L’heure est extrêmement grave. La communauté internationale doit savoir qu’il se passe au Sénégal un projet politique dangereux, susceptible, demain, de se traduire par une guerre civile voire un génocide, et certainement vers encore plus de viols des libertés individuelles et collectives sous les genoux d’une caste de criminels agissant au nom d’un mandat démocratique usurpé.
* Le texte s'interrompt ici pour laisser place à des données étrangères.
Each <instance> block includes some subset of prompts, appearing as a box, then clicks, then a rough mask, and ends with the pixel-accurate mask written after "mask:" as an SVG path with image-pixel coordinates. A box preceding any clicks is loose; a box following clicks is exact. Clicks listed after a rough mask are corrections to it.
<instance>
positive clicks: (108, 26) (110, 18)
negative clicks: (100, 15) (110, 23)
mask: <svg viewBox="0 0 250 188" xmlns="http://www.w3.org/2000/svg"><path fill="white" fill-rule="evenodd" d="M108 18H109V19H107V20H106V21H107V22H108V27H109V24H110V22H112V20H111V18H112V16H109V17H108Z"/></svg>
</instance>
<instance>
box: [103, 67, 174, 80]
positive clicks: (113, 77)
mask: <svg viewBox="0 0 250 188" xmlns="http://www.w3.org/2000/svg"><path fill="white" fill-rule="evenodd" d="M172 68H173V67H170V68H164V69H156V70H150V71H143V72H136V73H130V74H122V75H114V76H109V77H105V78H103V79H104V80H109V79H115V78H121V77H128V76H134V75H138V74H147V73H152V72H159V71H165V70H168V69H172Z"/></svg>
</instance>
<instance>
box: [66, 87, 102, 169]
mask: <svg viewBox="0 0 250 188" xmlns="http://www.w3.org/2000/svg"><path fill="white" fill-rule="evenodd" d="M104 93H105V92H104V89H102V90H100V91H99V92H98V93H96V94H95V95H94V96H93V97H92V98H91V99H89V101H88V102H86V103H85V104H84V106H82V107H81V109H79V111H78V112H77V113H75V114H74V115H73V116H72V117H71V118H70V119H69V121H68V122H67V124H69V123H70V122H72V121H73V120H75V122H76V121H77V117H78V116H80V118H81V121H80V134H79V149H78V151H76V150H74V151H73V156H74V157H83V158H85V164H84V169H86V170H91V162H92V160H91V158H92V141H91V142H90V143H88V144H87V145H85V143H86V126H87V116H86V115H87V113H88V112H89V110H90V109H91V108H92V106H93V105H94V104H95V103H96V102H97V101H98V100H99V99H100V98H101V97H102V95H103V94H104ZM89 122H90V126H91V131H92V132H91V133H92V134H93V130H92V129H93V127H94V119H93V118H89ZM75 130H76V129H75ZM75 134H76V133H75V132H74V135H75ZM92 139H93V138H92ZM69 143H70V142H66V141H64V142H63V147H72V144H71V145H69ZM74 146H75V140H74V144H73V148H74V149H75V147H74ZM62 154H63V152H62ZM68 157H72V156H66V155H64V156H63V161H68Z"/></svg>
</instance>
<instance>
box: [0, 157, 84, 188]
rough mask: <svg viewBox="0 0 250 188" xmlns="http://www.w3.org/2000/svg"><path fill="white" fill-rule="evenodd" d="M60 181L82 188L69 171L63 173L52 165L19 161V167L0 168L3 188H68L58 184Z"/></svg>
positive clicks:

Les choix face à ce péril jamais vu dans notre pays sont devenus terribles. Celui de l’exil, qui est le mien, en Egypte, aujourd’hui, demain en Europe, aux Usa ou ailleurs, n’est peut-être pas le moindre mal à la lumière de la culture ambiante de la trahison et de l’acceptation d’une gouvernance crapuleuse qu’aucun sénégalais digne ne doit accepter. La question est aussi celle de savoir pourquoi les forces dites de sécurité et les guides religieux, syndicaux, le patronat, la presse, les citoyens ordinaires consentent-ils à accompagner cette entreprise que l’histoire jugera de la plus ferme des manières.
Roosevelt devrait revenir à la vie, pour nous dire, comme il l’avait fait à ses compatriotes américains au moment de la grande crise de 1929-1933, que nous aussi avons un rendez-vous avec le destin.
J'invite le peuple sénégalais à se redresser et à refuser ce sort qui lui est fait, à ne pas tomber dans les chapelles personnelles annonciatrices de quelque messie qui viendrait le sauver, l'exemple de trahison donné hier par Idrissa Seck étant assez éloquent de la tortuosité des acteurs politiques du Sénégal.
Ne sous-traitons pas notre destin à qui que ce soit. Unis, en peuple résistant, nous nous sauverons. Il est question de vaincre ou périr.
Mon choix est fait. En exil ou de retour au pays, je reste dans le combat...
Adama Gaye, exilé et opposant au régime de Macky Sall, le Caire 2 novembre 2020
PS : Plus on s’oppose avec des arguments qui tiennent la route et sont prouvés par les faits, la marche de l’histoire, plus on se trouve traité de tous les noms d’oiseaux. J’en ai entendu beaucoup, aussi mensongers les uns que les autres. Qu’on ne m’imagine pas reculer, et j’avertis les geôliers de la justice et de la sécurité : si, pour couvrir les crimes de Macky Sall et de sa bande, vous attentez à ma liberté et à ma sécurité, le monde entier, éveillé, est averti.